I am fairly new to neo4j and sometimes struggling with understanding what's going on under the hood.
The main thing I want to do is avoiding double queries. Therefore I need to carry over already seen contracts from part 1 to part 2 to not look at them again and so on.
I tried to use UNION instead of COLLECT as described below, but that is much slower over all.
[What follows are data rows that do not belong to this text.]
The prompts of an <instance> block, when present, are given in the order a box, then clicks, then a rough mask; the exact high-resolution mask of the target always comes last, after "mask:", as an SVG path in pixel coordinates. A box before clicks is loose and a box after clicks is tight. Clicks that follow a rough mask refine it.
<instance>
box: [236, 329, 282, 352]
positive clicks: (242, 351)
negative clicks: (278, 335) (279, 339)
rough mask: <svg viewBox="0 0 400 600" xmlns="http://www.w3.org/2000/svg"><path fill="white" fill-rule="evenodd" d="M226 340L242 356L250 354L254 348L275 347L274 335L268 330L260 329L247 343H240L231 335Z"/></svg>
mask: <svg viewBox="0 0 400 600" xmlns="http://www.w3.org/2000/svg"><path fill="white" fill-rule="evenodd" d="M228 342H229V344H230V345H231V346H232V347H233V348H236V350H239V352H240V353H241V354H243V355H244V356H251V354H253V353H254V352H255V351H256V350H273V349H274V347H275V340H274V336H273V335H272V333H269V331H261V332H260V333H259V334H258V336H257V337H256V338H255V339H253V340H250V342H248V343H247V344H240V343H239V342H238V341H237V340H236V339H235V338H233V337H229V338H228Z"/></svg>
I have a query build out of four parts like this (simplified):
//PART1
MATCH (x1:X) -[:STARTS_AT]-> (somewhere) <-[:STARTS_AT]- (z1:Z)
MATCH
(x1) -[:ENDS_AT]-> (somewhereelse) <-[:ENDS_AT]- (z1)
WHERE somewhereconditions
WITH COLLECT(x contract_ids) as already_seen_contracts
, COLLECT(all other stuff of interested from x and z) as taking_over
//PART2
MATCH (x2:X) -[:STARTS_AT]-> (somewhere) -[:IS_IN]-> (s2:S),
(x2) -[:ENDS_AT]-> (somewhereelse) -[:IS_IN]-> (e2:S)
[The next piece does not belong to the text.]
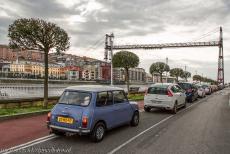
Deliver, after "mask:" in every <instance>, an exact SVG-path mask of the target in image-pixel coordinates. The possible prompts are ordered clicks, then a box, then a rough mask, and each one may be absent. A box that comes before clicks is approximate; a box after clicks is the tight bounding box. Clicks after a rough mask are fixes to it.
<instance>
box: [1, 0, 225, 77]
mask: <svg viewBox="0 0 230 154" xmlns="http://www.w3.org/2000/svg"><path fill="white" fill-rule="evenodd" d="M0 10H1V12H0V13H1V14H0V20H1V22H0V43H2V44H7V43H8V38H7V30H8V25H9V24H11V23H12V22H13V20H15V19H18V18H22V17H25V18H31V17H33V18H42V19H45V20H48V21H51V22H54V23H56V24H58V25H59V26H60V27H62V28H63V29H65V30H66V31H67V32H68V34H69V35H70V37H71V48H70V50H69V51H68V53H74V54H78V55H86V56H92V57H94V58H98V59H103V52H104V46H103V45H104V44H103V43H104V36H105V34H106V33H110V32H114V34H115V43H117V44H132V43H170V42H172V43H173V42H187V41H191V40H198V41H209V40H218V37H219V36H218V35H219V32H218V27H219V26H220V25H222V26H223V30H224V41H225V42H224V52H225V53H224V55H225V56H226V57H225V66H226V67H227V66H228V64H229V59H230V58H229V56H230V54H229V53H228V52H227V51H228V50H230V45H228V43H227V42H228V41H229V37H228V36H229V34H230V29H229V28H228V27H230V20H229V19H230V14H229V11H230V2H229V0H212V1H203V0H193V1H188V0H178V1H172V0H154V1H153V0H142V1H140V0H126V1H125V0H77V1H76V0H65V1H63V0H39V1H31V0H7V1H4V0H0ZM213 29H216V30H215V33H210V34H209V35H207V37H204V38H202V37H200V36H202V34H205V33H208V32H210V31H213ZM217 51H218V49H217V48H192V49H189V48H180V49H164V50H159V51H143V50H134V51H133V52H135V53H136V54H138V56H139V57H140V59H141V64H140V66H141V67H144V68H145V69H146V71H147V72H148V68H149V65H150V64H151V63H152V62H154V61H157V60H159V61H165V58H166V57H168V58H169V60H170V61H169V62H170V65H172V67H182V68H183V67H184V65H187V66H188V69H190V68H191V71H193V72H194V71H195V69H197V71H198V72H203V73H204V74H207V76H210V77H212V78H216V74H217V57H218V52H217ZM228 70H229V69H225V76H226V79H228V80H230V72H229V71H228Z"/></svg>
path = allshortestpath(s2) CONNECTED (e2)
MATCH (z2:Z) -[:STARTS_AT]-> (somewhere) -[:IS_IN]-> (r:S),
(z2) -[:ENDS_AT]-> (somewhereelse) -[:IS_IN]-> (t:S)
WHERE z2 on path
AND x2.contracts not in already_seen_contracts
WITH already_seen + COLLECT(x contract_ids) as already_seen
, taking_over + COLLECT(all other stuff of interested from x and z) as taking_over
//PART3 and PART4 similar
UNWIND taking_over AS taking_over_unwind
RETURN stuff from taking_over_unwind
I hope that my clumsy attempt of simplifying made clear what the structure is I am using. I had the idea that with the COLLECT in each part I create kind of a container which I can add the new stuff from each part (using the first COLLECT and the NOT IN filter to avoid the double queries, which I had set it up this way in the first place), carry it over to the next part and return at the end all results.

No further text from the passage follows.